Time for tough-on-crime lawmakers to pay the piper

The chickens hatched during the General Assembly's crime-fighting spree of the 1990s have come home to roost. If you listen closely, you can hear them calling "cheap, cheap, cheap."

Back when lawmakers were adopting mandatory minimum sentences, the state was running annual budget surpluses of hundreds of millions of dollars. That made it easy to ignore warnings about the eventual fiscal consequences of their decisions.

Now, in the cash-strapped 2000s, the dire predictions have started to come true. Remember last year's embarrassment of Delaware's chief justice begging for more operating money for the state's vaunted court system? It seems like a quaint oversight compared with conditions that erupted in the last few days.

The epidemic of "blue flu" running through the Wilmington Police Department has its roots in the city's precarious financial condition. The union has gone three years without a new contract, but the state seems minimally concerned. Mayor Jim Baker can't even accept New Castle County's offer of $10 million for raises because they'd be unsustainable once that money ran out.

Even worse was Monday's incident at Delaware Correctional Center near Smyrna, in which a female counselor was assaulted and taken hostage before her attacker was killed. Allan J. Deal, the head of the state prison guards' union, is laying blame on lawmakers who have failed for years to deal with staffing shortages in the corrections system.

Delaware's 2,500-bed prison expansion, completed in 2002, worsened an existing problem - the state's pay scale is lower than any surrounding state's, making it difficult to retain experienced guards. Chronic short-staffing has led to widespread use of mandatory overtime, adding to the stress of an already grueling job.

As a result, the union said, 79 correction officers quit during the first four months of 2004.

Prison officials and the governor's office are trying to downplay any role short-staffing might have played in the incident. Corrections chief Stan Taylor said "staffing was not an issue," because the unit where the attack took place was "only" one officer short.

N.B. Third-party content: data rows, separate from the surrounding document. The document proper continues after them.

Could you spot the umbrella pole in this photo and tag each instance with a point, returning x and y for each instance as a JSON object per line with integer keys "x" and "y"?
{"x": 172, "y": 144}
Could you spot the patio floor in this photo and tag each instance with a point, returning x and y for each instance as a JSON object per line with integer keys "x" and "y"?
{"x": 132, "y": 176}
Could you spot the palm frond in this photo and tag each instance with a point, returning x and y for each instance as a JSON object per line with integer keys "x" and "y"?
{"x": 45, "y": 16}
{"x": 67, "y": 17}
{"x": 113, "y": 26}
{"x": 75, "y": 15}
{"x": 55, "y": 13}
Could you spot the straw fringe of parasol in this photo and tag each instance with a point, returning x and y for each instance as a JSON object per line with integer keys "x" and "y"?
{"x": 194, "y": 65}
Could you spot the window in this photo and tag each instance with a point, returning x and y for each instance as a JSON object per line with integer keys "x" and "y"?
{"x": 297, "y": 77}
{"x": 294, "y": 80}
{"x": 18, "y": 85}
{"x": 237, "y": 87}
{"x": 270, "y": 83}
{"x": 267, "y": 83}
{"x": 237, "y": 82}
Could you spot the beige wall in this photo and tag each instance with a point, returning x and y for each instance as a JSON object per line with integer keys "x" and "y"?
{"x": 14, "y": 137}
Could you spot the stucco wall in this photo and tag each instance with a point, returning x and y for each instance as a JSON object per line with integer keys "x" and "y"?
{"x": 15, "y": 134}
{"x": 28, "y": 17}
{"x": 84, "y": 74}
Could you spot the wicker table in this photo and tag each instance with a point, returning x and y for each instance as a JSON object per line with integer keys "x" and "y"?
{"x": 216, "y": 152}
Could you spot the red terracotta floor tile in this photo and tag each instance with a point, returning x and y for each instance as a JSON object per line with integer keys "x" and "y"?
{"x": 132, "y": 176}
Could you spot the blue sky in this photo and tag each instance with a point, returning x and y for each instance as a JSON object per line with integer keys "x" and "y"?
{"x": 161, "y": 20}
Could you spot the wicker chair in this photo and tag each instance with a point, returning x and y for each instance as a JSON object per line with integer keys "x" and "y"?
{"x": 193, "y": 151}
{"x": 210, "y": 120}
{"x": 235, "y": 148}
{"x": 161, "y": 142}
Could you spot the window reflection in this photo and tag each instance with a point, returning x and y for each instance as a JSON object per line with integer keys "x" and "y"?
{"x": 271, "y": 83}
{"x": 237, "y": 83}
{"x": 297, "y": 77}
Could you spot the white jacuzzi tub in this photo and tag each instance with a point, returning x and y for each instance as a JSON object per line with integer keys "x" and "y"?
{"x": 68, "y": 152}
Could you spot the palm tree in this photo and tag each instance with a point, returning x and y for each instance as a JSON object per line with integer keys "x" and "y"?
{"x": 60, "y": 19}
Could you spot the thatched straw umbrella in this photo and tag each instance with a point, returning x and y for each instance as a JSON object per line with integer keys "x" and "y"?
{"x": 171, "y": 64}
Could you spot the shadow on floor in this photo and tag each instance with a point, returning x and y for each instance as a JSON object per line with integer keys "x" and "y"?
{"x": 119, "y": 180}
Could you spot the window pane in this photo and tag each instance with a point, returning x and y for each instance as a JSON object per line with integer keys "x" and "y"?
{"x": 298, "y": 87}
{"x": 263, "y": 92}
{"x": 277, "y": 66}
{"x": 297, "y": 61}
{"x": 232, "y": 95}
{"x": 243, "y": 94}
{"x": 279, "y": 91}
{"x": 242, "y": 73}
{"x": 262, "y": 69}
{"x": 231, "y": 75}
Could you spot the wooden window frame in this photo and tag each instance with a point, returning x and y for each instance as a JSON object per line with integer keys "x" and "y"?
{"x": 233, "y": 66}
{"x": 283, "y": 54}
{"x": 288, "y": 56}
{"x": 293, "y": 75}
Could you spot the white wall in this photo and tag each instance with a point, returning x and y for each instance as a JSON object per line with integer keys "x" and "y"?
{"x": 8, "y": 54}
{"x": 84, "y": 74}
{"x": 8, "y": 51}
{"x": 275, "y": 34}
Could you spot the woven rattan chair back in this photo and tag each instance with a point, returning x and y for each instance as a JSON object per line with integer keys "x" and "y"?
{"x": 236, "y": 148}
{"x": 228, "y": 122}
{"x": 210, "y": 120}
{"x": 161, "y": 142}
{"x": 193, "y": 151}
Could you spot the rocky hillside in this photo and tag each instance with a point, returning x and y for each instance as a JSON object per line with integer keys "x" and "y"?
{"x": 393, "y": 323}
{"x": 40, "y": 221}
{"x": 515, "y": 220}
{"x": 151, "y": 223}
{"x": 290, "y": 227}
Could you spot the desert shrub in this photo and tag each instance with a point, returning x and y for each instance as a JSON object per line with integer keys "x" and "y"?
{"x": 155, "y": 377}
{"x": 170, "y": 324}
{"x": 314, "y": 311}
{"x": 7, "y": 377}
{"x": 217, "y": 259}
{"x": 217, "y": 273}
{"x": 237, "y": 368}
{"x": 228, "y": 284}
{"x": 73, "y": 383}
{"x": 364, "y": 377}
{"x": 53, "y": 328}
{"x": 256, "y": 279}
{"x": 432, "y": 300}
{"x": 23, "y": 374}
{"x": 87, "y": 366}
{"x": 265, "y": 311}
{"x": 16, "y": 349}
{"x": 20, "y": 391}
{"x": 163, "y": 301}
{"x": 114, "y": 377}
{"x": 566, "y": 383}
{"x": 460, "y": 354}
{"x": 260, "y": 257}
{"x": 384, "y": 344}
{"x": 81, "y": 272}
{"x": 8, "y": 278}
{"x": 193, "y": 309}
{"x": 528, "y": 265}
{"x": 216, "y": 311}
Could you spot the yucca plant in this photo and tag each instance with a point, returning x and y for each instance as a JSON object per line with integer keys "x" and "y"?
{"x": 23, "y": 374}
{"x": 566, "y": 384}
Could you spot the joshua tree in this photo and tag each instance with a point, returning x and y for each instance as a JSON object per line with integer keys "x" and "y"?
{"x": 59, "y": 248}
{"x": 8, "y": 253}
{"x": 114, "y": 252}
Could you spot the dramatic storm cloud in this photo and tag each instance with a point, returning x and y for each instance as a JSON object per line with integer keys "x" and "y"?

That won't wash. If the unit could do without one officer, the staffing level would long ago have been reduced. The response itself indicates that officials have become so accustomed to the situation they no longer recognize it as a problem.

Deal, naturally, has had few kind words for the lawmakers whose stinginess has made the job so much harder for his union's members. While he pleaded in vain for higher pay, some of the General Assembly's toughest-talking crime fighters instead spent their political capital lobbying for $100 million in tax cuts.

As Deal acidly noted to reporters, "You don't have money ... but then you buy a golf course and a marina." Prison guards, meanwhile, had to settle for a hike in hazard pay, with no thought given to spending enough to reduce the hazards.

There is another possible solution to the staffing problems: reduce the number of inmates by undoing some of the mandatory minimum sentencing laws. But that option would require a level of political courage rarely exhibited in Dover - especially by a bunch of legislators who pretend to be roosters but act like hens, clucking their war cry: Cheap, cheap, cheap.